Alors que la guerre contre Daesh est terminée en Irak, les autorités doivent gérer le devenir des combattants étrangers, mais aussi celui, plus complexe des milliers d'enfants soldats recrutés par le groupe terroriste. Le Figaro a publié un reportage dans son édition du 2 mars après s'être rendu dans un camp à Erbil, dans le Kurdistan irakien, pour interroger ces jeunes enrôlés par l'Etat islamique (EI).
Dans une ancienne prison reconvertie en centre de détention et de réhabilitation pour mineur, conçue pour accueillir 120 personnes, 460 prisonniers s'entassent. 309 sont d'anciens membres de Daesh. «Nous sommes débordés», confie la directrice du centre, précisant qu'il y avait eu une arrivée massive après la chute de Mossoul en août dernier. «Ces enfants soldats sont un nouveau phénomène pour nous», assure-t-elle, avant d'expliquer que l'extrémisme avait toujours été présent en Irak mais que les autorités n'étaient pas préparées à de tels profils «en si grand nombre».
«Je les ai rejoints pour leurs idées. A la mosquée, on me répétait que la charia et Abou Bakr al-Baghdadi étaient les voies à suivre [...] Beaucoup de jeunes étaient, comme moi, fascinés par les hommes de l'EI», confie Adel, qui s'est engagé dès l'âge de 15 ans au sein de l'armée de l'EI. A l'instar des autres jeunes du centre, il soutient ne pas avoir tué, mais décrit les scènes d'horreur auxquelles il a assisté : «J'ai vu beaucoup d'exécutions, de décapitations et de tortures. Des homosexuels étaient jetés du haut des immeubles.» S'il condamne aujourd'hui les exactions du groupe terroriste, d'autres sentiments surgissent au détour d'une phrase : «On était les rois. Les filles étaient à nos pieds !» Puis il se reprend rapidement, expliquant qu'il y avait bien des épouses à vendre à Mossoul, mais qu'elles étaient destinées aux cadres de Daesh : «Avec ma solde de 50 dollars par mois, je n'avais pas les moyens d'acheter une femme.»
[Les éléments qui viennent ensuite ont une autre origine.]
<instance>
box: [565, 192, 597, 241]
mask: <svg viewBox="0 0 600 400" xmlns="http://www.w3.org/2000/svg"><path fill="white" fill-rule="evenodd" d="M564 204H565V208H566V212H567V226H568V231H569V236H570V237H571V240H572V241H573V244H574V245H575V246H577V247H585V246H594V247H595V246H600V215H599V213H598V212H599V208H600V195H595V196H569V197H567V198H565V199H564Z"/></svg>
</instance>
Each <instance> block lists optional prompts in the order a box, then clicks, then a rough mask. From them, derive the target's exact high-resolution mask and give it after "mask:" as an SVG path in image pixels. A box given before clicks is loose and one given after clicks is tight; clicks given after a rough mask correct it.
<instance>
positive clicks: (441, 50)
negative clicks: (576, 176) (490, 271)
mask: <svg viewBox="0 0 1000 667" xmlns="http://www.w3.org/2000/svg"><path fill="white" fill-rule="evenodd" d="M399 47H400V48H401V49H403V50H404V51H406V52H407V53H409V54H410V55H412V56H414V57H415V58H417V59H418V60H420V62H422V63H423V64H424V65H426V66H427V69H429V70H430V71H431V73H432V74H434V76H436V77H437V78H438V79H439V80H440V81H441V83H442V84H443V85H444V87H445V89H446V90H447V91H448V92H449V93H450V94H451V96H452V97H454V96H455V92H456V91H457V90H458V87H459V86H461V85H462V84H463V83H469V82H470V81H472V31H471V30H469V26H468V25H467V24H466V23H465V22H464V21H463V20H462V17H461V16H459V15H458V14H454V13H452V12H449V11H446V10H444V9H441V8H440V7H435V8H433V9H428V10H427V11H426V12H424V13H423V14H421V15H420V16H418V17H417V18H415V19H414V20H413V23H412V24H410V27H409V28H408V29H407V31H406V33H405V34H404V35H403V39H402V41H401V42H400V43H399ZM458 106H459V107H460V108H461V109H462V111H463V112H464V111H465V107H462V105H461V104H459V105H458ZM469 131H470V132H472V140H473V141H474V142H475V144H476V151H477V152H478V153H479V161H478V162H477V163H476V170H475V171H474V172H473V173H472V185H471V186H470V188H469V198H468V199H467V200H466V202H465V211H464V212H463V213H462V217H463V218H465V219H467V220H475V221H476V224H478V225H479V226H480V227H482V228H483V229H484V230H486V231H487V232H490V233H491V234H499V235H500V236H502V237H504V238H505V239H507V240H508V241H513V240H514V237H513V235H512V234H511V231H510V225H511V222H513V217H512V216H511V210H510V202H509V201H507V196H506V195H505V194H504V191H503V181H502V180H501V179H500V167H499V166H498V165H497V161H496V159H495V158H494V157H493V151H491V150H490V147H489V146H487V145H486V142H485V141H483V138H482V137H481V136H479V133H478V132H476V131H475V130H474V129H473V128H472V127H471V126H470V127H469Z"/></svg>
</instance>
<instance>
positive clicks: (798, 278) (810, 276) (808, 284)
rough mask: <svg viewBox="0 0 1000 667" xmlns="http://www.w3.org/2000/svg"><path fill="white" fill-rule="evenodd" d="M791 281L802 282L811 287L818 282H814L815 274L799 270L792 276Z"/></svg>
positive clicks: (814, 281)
Mustafa, 17 ans, qui s'est également engagé volontairement, explique avoir suivi une formation en trois étapes : la charia, l'entraînement physique, puis le tir. Racontant avoir combattu six mois en première ligne à Mossoul, il glisse quelques confidences sur les étrangers qu'il a rencontrés sur le front. «Les Français sont les plus durs. Ils sont plus cruels. Ils n'hésitent pas. Ils ne doutent pas», lance-t-il ainsi. «Moi, après avoir vu autant de morts et de massacres, j'ai flanché et j'ai eu peur», affirme l'adolescent. Mais son engagement était mû par la récompense promise aux djihadistes : «J'étais sûr de mourir en martyr et d'aller au paradis pour avoir les 72 vierges.»
Pour Shwan Saber Mustafa, fonctionnaire au sein de cette prison, les autorités ne sont «pas à la hauteur de la menace» et ne fournissent pas assez de moyens pour réhabiliter ces jeunes. «Si ces enfants sont des victimes, ils sont aussi très dangereux. Ces programmes, encore insuffisants, ne sont possibles que grâce à l'aide des ONG», soutient-il. «La guerre contre l'Etat islamique semble finie mais ce n'est en réalité qu'un début. La région compte près de 4 000 mosquées et la radicalisation des esprits s'accentue. Le pire est à venir car Daesh est dans les têtes», prévient-il, estimant qu'une seule chose était à même de contrer le phénomène : l'éducation.